BBQ Tips: Get Your Grill Ready for Spring


Spring is in the air, and that means the scent of barbecued food should be, too. Before you fire up your grill for what is probably the first time in months, you should make sure it is in good working order. These hints can help you ensure that your grill is clean, safe, and ready to use this spring.

Have the Right Tools

You can do a lot with just soap, water, and a sponge or paper towels. These cleaning necessities are ideal for wiping down the exterior of your grill, as well as getting rid of grease splatters on the interior, such as under the lid. You can also use disposable disinfectant wipes for this purpose. And if the exterior of your grill happens to feature stainless steel, you can use a stainless steel cleaner for that shine you seek.

When it comes to cleaning the grates, you might need some stronger tools. A wire-bristled grill brush is a good example of a tool that is strong enough to remove everything from cooked on food to rust. You can also use sandpaper or a spatula to scrape off grease and other stains that may be difficult to remove with just a sponge.

Get the Grates Clean

When you start to clean the grates, make sure you have a good grill brush on hand.
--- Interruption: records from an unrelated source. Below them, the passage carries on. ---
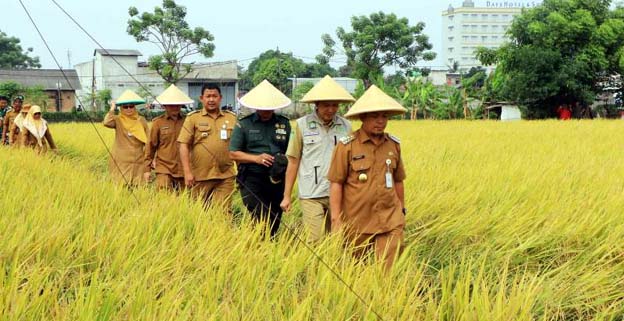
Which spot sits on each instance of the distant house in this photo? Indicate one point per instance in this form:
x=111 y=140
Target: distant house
x=61 y=94
x=119 y=70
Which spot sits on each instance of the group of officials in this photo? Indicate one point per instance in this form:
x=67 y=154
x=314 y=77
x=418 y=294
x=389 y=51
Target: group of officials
x=349 y=182
x=22 y=125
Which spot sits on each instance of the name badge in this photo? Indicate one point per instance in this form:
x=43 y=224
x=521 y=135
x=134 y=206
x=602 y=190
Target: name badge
x=389 y=182
x=223 y=133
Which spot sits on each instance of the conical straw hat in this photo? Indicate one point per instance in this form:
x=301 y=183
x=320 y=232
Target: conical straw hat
x=129 y=97
x=327 y=90
x=173 y=96
x=265 y=97
x=375 y=100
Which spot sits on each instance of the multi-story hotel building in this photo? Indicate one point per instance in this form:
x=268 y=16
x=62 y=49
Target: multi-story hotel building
x=468 y=27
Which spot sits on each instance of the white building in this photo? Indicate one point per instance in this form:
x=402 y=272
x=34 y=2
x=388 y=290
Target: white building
x=466 y=28
x=119 y=70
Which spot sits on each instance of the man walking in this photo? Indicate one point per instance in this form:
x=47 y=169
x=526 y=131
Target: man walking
x=258 y=145
x=309 y=155
x=366 y=174
x=163 y=150
x=204 y=139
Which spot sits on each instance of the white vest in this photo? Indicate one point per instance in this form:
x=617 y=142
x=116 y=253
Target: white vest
x=318 y=145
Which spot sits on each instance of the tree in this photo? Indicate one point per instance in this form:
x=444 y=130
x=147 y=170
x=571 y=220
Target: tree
x=559 y=53
x=12 y=55
x=378 y=41
x=167 y=29
x=278 y=66
x=276 y=71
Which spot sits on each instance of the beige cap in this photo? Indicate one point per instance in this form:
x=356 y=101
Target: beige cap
x=129 y=97
x=265 y=97
x=327 y=90
x=375 y=100
x=173 y=96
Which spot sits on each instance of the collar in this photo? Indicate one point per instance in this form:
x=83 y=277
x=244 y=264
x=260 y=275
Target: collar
x=180 y=117
x=335 y=121
x=204 y=112
x=363 y=137
x=255 y=118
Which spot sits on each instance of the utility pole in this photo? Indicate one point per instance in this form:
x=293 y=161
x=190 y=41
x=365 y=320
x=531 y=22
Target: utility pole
x=93 y=106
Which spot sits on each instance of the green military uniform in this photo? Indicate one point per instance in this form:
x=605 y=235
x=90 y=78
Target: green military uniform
x=3 y=112
x=253 y=136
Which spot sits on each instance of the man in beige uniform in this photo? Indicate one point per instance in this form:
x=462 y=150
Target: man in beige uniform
x=366 y=175
x=10 y=131
x=163 y=145
x=309 y=154
x=204 y=141
x=126 y=163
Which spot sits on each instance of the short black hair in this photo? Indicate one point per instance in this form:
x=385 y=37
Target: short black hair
x=211 y=87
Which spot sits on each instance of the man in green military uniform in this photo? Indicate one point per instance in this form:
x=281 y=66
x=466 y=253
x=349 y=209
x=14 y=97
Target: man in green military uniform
x=4 y=108
x=258 y=144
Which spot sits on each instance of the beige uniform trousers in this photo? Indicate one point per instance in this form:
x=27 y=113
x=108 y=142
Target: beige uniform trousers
x=387 y=246
x=215 y=190
x=316 y=218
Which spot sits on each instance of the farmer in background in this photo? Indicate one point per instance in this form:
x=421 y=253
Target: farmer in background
x=4 y=108
x=162 y=150
x=35 y=133
x=10 y=134
x=204 y=139
x=309 y=154
x=258 y=145
x=366 y=174
x=127 y=161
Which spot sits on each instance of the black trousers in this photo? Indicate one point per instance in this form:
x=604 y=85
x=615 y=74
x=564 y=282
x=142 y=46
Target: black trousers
x=262 y=199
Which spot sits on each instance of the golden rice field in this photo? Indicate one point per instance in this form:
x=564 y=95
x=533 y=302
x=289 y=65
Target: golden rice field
x=507 y=221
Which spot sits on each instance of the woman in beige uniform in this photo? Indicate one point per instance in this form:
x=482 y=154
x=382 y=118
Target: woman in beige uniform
x=127 y=155
x=34 y=132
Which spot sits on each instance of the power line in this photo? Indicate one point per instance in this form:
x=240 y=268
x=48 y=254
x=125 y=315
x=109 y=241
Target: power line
x=289 y=228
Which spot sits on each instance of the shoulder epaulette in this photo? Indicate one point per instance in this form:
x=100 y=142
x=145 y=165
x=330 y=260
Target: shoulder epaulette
x=347 y=139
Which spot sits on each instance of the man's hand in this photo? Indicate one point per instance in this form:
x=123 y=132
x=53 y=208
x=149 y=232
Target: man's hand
x=189 y=180
x=265 y=160
x=285 y=204
x=336 y=226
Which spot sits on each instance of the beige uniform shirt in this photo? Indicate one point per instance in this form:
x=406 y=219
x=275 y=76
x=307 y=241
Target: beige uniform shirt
x=12 y=129
x=128 y=154
x=164 y=146
x=313 y=143
x=208 y=138
x=369 y=206
x=27 y=139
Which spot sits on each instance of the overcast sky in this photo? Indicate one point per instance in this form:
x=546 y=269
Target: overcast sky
x=242 y=29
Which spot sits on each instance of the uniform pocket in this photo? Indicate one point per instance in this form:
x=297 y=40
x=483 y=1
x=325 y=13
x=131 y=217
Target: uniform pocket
x=307 y=140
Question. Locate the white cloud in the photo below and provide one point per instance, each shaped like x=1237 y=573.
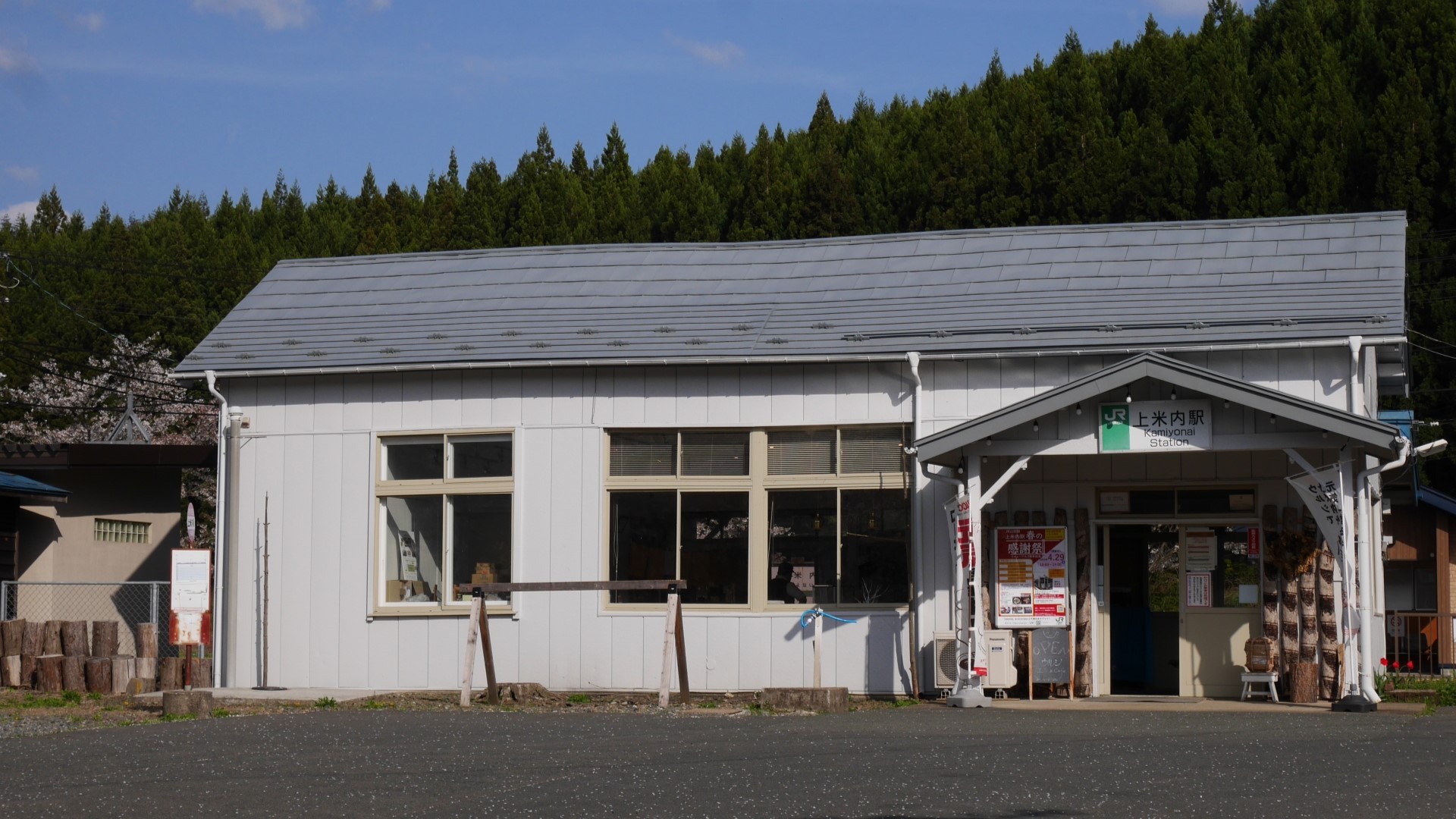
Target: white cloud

If you wait until the day after cooking to get started, you can reduce the amount of elbow grease you will need by spraying the grate with a blend of equal parts water and vinegar. One hour after you spray this mixture, the residue should come off easily as you scrub. Or, you can choose to scrub the grates minutes after you get done cooking your food, since the residue is softer when it is still hot.

Safety First

Pay close attention to safety before you grill. If any hoses or tubing are bent or otherwise damaged, it may be best to replace them. You should also check the ignition parts, such as the electrode leads, scraping off any grease or other residue with sandpaper when necessary.

In addition, you can perform a leak test by putting soapy water on the hoses, regulator, and valves. Once you turn on the propane tank, you should keep an eye out for bubbles, since this means gas is leaking out. If the bubbles remain even after you tighten all the connections, it’s time to replace the hoses or your tank.

Last but not least, make sure you have enough propane before you start grilling! There’s nothing more disappointing than inviting hungry guests over and discovering that you’re out of propane.